By Dr. Gregory B. Fairchild, University of Virginia — The Conversation US — June 19, 2020
My grandfather, Robert Fairchild, lived through the 1921 Tulsa Race Massacre — one of the worst race riots in US history, in which more than 1,000 businesses and homes were burned to the ground and estimates put the death toll as high as 250. The riots began after a white mob attempted to lynch a teenager falsely accused of assaulting a white woman. Black residents came to his defense, and mob violence followed.
Remarkably, the Greenwood District — known as “Black Wall Street” — was rebuilt. During the 1930s, a thriving business district flourished with retail shops, entertainment venues and high-end services. Yet it took until 1996, at the 75th anniversary, for the city of Tulsa to finally acknowledge what had happened. My grandfather told The New York Times then: “A mistake has been made, and this is a way to really look at it, then look toward the future and try to make sure it never happens again.”

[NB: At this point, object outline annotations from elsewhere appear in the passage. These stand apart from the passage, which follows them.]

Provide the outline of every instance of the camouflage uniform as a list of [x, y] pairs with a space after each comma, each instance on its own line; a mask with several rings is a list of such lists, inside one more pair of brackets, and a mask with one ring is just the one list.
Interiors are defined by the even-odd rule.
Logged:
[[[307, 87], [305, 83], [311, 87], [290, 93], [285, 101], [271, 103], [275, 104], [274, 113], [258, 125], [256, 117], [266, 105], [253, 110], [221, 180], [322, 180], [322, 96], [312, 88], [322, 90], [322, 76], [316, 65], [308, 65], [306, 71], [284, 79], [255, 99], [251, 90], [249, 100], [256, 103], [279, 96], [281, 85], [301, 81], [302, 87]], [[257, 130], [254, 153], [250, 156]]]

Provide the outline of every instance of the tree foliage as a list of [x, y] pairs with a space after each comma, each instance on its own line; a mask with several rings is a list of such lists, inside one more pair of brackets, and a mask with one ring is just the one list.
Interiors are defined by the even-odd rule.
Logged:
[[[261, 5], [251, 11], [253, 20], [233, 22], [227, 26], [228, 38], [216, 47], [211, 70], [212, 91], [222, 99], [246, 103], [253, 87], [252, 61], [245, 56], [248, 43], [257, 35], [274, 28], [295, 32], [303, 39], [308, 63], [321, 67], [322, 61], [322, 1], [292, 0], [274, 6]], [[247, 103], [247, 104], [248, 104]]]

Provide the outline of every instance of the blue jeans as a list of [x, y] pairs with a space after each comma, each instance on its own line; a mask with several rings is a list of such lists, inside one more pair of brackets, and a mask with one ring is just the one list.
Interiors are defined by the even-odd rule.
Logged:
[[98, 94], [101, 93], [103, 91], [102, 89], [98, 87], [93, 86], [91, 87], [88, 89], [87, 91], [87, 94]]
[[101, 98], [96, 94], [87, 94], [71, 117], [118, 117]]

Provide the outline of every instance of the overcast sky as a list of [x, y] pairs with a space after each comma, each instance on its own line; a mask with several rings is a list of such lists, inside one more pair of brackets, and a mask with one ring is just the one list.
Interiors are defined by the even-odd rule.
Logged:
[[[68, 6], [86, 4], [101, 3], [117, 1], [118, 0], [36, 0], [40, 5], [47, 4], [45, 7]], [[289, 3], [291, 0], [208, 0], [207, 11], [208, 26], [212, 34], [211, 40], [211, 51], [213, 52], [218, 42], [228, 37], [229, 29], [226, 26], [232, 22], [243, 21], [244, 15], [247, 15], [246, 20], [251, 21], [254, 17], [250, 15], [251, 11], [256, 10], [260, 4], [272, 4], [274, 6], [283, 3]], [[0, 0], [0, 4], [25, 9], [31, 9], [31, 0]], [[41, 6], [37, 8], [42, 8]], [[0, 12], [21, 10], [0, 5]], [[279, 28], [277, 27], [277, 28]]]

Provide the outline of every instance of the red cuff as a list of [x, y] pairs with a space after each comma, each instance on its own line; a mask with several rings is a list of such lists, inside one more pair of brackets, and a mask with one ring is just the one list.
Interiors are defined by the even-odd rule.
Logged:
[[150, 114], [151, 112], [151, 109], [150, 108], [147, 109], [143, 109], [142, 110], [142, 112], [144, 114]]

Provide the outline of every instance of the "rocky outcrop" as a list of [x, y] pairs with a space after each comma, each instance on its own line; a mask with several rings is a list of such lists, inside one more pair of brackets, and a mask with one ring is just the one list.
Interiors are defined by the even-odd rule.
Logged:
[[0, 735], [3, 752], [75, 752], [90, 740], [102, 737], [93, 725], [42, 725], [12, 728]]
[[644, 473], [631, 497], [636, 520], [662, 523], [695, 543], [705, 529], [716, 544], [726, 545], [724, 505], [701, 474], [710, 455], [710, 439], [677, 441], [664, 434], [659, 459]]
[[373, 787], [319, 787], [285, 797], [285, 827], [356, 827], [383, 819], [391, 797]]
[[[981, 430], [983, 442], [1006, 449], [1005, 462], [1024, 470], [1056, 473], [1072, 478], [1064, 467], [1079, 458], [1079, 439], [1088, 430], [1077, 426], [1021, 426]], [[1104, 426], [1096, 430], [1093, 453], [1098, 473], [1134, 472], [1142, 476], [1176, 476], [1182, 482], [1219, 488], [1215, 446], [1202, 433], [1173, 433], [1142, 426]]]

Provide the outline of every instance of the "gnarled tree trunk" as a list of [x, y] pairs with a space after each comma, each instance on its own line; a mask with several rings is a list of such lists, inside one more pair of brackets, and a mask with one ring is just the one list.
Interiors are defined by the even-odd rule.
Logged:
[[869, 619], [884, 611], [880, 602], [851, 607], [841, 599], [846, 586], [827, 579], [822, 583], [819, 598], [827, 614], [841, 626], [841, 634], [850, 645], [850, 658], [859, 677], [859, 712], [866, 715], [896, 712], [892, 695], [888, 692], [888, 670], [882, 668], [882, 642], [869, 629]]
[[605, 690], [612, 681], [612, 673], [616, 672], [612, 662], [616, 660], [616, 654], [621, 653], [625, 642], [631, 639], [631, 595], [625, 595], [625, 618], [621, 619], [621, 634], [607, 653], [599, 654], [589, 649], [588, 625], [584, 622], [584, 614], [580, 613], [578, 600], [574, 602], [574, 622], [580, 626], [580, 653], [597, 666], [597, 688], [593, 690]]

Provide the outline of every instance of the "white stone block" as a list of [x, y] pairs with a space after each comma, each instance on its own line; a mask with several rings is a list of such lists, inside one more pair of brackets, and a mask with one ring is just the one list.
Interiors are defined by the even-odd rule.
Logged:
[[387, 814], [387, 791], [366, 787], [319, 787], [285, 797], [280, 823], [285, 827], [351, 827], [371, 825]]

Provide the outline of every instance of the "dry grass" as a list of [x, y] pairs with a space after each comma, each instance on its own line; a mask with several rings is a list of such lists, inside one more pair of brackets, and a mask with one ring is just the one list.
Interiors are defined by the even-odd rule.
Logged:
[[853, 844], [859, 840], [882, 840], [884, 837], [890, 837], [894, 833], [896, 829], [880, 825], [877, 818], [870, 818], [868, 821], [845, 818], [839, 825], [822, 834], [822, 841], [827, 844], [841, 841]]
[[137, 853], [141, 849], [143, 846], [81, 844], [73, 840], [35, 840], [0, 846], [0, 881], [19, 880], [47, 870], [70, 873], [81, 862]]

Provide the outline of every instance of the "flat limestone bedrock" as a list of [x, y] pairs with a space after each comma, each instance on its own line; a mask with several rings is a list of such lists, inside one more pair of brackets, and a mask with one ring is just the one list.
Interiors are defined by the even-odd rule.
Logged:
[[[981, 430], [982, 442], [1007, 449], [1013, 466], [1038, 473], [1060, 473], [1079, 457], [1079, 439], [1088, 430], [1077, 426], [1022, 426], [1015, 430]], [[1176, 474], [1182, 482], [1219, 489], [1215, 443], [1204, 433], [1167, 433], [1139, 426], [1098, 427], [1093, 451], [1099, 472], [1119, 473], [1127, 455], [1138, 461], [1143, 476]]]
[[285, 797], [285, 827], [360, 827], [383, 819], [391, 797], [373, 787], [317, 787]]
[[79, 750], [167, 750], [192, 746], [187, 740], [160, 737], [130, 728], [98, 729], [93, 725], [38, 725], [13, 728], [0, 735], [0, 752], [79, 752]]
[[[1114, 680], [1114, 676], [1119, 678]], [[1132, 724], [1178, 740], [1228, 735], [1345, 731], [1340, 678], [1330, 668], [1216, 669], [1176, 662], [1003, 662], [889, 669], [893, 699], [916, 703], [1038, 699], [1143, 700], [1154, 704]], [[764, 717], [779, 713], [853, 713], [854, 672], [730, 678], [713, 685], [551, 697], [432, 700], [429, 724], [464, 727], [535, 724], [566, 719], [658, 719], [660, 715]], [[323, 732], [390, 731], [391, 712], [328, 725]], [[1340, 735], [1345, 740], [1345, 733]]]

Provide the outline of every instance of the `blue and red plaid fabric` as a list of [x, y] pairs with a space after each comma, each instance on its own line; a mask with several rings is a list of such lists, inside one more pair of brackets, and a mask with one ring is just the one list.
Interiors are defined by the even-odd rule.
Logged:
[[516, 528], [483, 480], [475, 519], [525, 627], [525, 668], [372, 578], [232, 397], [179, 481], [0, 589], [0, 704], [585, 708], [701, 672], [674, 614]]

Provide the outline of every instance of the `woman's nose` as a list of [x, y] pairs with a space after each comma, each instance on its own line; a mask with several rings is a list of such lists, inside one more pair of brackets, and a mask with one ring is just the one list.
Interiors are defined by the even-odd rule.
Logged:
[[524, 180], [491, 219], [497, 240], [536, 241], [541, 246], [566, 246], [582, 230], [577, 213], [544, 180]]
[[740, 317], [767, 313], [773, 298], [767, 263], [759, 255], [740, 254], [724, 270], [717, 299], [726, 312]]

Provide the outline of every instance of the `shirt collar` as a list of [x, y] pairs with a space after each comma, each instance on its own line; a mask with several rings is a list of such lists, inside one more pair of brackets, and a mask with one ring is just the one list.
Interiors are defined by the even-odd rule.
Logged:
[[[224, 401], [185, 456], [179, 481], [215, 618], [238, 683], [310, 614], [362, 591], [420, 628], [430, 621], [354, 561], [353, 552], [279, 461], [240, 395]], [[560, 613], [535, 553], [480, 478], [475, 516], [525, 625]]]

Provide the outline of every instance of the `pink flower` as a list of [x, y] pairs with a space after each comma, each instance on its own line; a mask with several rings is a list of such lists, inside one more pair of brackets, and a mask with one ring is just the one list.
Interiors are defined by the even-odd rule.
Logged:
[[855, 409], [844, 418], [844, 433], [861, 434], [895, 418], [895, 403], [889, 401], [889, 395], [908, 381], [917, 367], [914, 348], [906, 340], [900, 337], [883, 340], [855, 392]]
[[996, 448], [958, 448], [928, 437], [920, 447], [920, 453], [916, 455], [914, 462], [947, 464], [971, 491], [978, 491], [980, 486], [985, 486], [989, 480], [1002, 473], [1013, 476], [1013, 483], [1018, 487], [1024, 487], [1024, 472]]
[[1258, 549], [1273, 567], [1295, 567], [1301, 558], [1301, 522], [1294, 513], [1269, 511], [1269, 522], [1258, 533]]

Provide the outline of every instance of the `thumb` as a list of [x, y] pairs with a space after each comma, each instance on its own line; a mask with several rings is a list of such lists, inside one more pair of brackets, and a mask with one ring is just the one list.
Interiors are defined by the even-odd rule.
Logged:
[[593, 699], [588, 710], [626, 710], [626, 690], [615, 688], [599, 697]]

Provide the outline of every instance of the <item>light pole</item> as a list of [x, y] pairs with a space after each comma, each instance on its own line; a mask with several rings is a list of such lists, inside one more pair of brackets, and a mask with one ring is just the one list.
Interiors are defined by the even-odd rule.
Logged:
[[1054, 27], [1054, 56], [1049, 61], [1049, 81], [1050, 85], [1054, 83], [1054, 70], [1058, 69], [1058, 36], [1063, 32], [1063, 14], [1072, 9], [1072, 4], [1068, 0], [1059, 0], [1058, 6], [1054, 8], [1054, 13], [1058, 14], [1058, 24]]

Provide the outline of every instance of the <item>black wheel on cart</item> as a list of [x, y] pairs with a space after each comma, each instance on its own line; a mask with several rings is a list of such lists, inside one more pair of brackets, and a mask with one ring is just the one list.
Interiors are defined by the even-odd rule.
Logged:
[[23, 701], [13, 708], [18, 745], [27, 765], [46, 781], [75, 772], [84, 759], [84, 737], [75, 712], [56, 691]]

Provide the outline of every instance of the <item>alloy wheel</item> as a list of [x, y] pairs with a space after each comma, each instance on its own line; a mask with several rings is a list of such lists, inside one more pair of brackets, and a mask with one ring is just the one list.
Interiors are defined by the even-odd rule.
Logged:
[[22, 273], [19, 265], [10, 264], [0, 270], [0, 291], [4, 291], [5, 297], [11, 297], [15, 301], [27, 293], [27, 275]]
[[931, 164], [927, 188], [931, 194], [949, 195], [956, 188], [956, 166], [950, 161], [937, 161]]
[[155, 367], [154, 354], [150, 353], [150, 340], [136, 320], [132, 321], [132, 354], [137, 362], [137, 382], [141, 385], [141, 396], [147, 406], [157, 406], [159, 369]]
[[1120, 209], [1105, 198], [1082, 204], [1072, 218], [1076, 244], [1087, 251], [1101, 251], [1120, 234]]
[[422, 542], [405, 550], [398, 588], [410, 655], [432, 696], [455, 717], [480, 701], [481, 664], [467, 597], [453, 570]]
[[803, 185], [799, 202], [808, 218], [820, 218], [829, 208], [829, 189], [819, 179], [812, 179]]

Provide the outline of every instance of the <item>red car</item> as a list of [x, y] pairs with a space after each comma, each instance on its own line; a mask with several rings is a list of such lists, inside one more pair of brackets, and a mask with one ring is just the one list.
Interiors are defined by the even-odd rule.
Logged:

The history that society colludes to avoid publicly is necessarily remembered privately. From my grandfather’s memory of the riot’s devastation to my own work addressing low-income communities’ economic challenges, I have come to see that change requires harnessing economic, governmental and nonprofit solutions that recognize and speak openly about the significant residential, educational and workplace racial segregation that still exists in the United States today.